Background: Most patients with metastatic germ-cell tumours are cured with chemotherapy. However, the optimum chemotherapy regimen is uncertain, and there is variation in international practice. We did a multicentre randomised trial to compare two standard chemotherapy regimens for men with good-prognosis germ-cell tumours.
Methods: Good prognosis was defined by modified Memorial Sloan-Kettering criteria. The first regimen (regimen A) was based on treatment recommendations from Indiana University and comprised three cycles of 20 mg/m2 cisplatin on days 1-5, 100 mg/m2 etoposide on days 1-5, and 30 kU bleomycin on days 1, 8, and 15, repeated every 21 days. The second regimen (regimen B) was based on the control regimen of a published randomised clinical trial and comprised four cycles of 100 mg/m2 cisplatin on day 1, 120 mg/m2 etoposide on days 1-3, and 30 kU bleomycin on day 1, repeated every 21 days. The primary outcome measure was overall survival. Analysis was by intention to treat.
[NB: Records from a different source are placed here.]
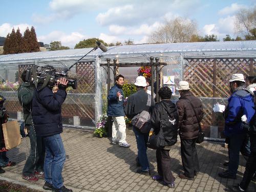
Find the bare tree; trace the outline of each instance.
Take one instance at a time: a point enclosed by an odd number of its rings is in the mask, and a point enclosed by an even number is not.
[[[166,21],[151,35],[152,42],[168,43],[189,42],[197,34],[197,25],[194,20],[182,17]]]
[[[252,35],[256,28],[256,6],[251,9],[241,9],[236,14],[234,31],[243,35]]]

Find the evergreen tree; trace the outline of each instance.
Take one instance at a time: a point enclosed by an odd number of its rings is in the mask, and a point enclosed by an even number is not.
[[[16,31],[16,38],[17,39],[17,49],[15,53],[25,53],[24,41],[23,40],[23,37],[18,28]]]
[[[30,31],[29,31],[28,27],[27,28],[26,31],[24,32],[23,39],[24,41],[24,52],[25,53],[31,52],[31,51],[29,42],[30,39]]]
[[[35,28],[34,28],[33,26],[31,27],[31,29],[30,29],[30,38],[29,42],[31,49],[30,52],[37,52],[40,51],[39,44],[36,38]]]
Findings: 166 patients were randomised, 83 to each regimen. The trial was stopped when the second planned interim analysis met predefined stopping rules. The median follow-up was 33 months. Overall survival was substantially better with regimen A (three vs 13 deaths, hazard ratio 0.22 [95% CI 0.06-0.77], p=0.008). This difference was due to deaths from cancer (one vs nine), and not deaths from treatment (two vs two) and remained significant after adjustment for other prognostic factors (0.25 [0.07-0.88], p=0.03).
Interpretation: In men with good-prognosis germ-cell tumours, the regimen developed at Indiana University is superior to the alternative regimen studied in this trial. The lower total dose and dose-intensity of bleomycin and the lower dose-intensity of etoposide in regimen B could be responsible for the worse outcome.